Sem dúvida. Trata-se de uma área que necessita de visibilidade e atenção, e que deveria ser muito mais valorizada, pois dela depende a manutenção e preservação do nosso património. Atualmente muitas instituições não tem um conservador restaurador que cuide das suas coleções, não só por falta de meios financeiros, mas também por algum desinteresse por parte do Estado. Em muitas instituições muitos técnicos de Conservação altamente qualificados trabalham em situações de enorme precariedade, com recibos verdes ou com bolsas da FCT, sem garantias de continuidade nas instituições onde desempenham as suas funções, pelo que a criação de um lugar de conservador restaurador a par do lugar de curador, com vínculo de trabalho a longo prazo nos Museus e outras instituições detentoras de coleções patrimoniais, seria essencial. Trata-se de uma forma de pôr em prática o dever de conservar, preconizado na lei quadro dos Museus Portugueses (artº 27), e só possível de concretizar com a presença de um conservador restaurador nos seus quadros a tempo inteiro. A falta de abertura de concursos na função pública a nível externo e a reforma nos últimos anos de muitos técnicos de conservação e restauro têm contribuído também para uma enorme lacuna de técnicos especializados nas instituições. Como exemplo, quer a Torre do Tombo quer a Biblioteca Nacional, duas instituições de referência na área da
conservação de Documentos Gráficos, viram o número dos seus técnicos de conservação nos últimos anos reduzir de forma substancial, dificultando as intervenções de conservação aos seus acervos e assim a sua preservação e acessibilidade. Desde há muito tempo que museus e monumentos necessitam de recursos humanos que lhes permitam assegurar a conservação das suas coleções, mas sente-se dificuldade de integração e aproveitamento destes profissionais pelas empresas e organismos do setor público. A reativação de laboratórios de conservação e restauro desativados por falta de pessoal, mas bem equipados como o do Arquivo Histórico
Ultramarino ou o da Academia das Ciências seria outra medida importante. Dessa forma poder-se-iam aproveitar recursos já existentes, como estes espaços bem planeados e bem equipados, não só para a manutenção das suas coleções, mas que também poderiam ser rentabilizados realizando trabalhos para o público em geral, bem
como integrar técnicos de Conservação e Restauro nesses espaços, dinamizando-os bem como ajudando à manutenção e preservação dos seus acervos. Uma importante medida concretizada em Dezembro de 2023 foi a
abertura pela DGPC de procedimento concursal para a contratação de 20 técnicos de Conservação e Restauro para o Laboratório José de Figueiredo, criado em 1965, em Lisboa. Este laboratório que foi durante muitos anos uma instituição onde trabalhavam várias dezenas de técnicos de conservação e restauro, e que gozou de enorme prestigio em Portugal, encontrava-se quase inativo, sem recursos humanos, temendo-se a sua extinção. Esta decisão permitirá reativar 13 áreas diferentes de conservação, como a conservação e restauro de pintura, escultura, ourivesaria, mobiliário, têxtil e papel, bem como o trabalho em laboratório, nas componentes de biologia, química, física e fotografia, e dinamizar com a entrada destes novos técnicos qualificados esta instituição. Devolverá também a este laboratório, a referência nacional em assuntos de Conservação e Restauro, a importância devida, e o apoio concreto a todos os museus portugueses e à Conservação em Portugal.

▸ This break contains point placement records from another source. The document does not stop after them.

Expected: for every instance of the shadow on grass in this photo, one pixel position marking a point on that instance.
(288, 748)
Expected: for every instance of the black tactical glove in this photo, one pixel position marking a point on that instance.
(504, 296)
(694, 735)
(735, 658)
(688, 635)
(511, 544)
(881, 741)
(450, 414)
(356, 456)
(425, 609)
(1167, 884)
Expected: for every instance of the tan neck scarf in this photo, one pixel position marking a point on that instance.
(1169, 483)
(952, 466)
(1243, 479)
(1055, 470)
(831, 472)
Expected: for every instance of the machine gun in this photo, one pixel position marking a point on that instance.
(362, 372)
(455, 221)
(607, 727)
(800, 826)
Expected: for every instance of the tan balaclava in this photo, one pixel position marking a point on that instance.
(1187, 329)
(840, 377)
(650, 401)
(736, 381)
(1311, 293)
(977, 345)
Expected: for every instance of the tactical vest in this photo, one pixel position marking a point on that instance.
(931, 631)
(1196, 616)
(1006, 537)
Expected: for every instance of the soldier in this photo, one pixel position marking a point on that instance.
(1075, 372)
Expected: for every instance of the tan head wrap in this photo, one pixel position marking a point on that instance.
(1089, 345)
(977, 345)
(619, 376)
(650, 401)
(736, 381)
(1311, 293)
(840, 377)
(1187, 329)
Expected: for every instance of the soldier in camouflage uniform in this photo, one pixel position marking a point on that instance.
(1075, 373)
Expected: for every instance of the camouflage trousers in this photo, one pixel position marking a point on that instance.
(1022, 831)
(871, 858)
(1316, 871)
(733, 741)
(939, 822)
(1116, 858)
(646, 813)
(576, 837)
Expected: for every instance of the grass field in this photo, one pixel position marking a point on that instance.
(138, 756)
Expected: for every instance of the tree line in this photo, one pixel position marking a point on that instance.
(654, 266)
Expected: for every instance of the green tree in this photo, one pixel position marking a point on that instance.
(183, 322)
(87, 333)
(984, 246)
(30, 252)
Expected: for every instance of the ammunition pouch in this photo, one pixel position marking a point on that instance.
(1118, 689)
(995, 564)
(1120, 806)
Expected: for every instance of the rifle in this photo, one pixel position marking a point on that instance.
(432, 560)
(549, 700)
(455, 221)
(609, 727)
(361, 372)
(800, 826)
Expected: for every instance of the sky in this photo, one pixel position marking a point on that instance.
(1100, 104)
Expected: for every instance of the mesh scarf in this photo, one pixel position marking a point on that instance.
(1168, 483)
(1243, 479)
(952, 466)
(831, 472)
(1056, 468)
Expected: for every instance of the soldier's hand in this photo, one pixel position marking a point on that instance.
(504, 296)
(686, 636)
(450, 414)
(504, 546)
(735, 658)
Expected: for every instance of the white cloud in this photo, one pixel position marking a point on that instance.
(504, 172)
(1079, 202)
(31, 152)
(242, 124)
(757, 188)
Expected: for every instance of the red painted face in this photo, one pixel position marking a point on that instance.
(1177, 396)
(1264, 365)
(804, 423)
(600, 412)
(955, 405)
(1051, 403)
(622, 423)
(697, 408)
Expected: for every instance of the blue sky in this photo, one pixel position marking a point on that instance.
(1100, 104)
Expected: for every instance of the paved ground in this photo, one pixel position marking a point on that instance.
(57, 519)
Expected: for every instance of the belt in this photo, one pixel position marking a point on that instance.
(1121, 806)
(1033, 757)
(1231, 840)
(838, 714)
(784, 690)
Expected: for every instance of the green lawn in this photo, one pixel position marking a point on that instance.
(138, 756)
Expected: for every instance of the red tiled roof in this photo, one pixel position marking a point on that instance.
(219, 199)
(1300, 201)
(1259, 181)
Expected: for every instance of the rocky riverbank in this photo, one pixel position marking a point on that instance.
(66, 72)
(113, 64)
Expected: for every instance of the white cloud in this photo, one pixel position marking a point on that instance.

O Dia Internacional do Conservador-Restaurador comemora-se no dia 27 de janeiro. Como pode a celebração deste dia ajudar a sensibilizar para a importância do nosso património?
Todas as iniciativas que divulguem esta atividade são essenciais. Permitem dar a conhecer ao público a profissão e a atividade da Conservação, e sensibilizar o público sobre a importância da conservação do nosso património cultural. O nosso lema e missão “Conservando Memórias” reflete também este desejo e consciência de valorização e preservação da História e de todo o nosso património que nos torna únicos. Num mundo global e globalizado, a diferença acontece com a preservação e conhecimento do passado. Conservar a História e as
memórias é a melhor forma de dignificar o presente e de potenciar o futuro.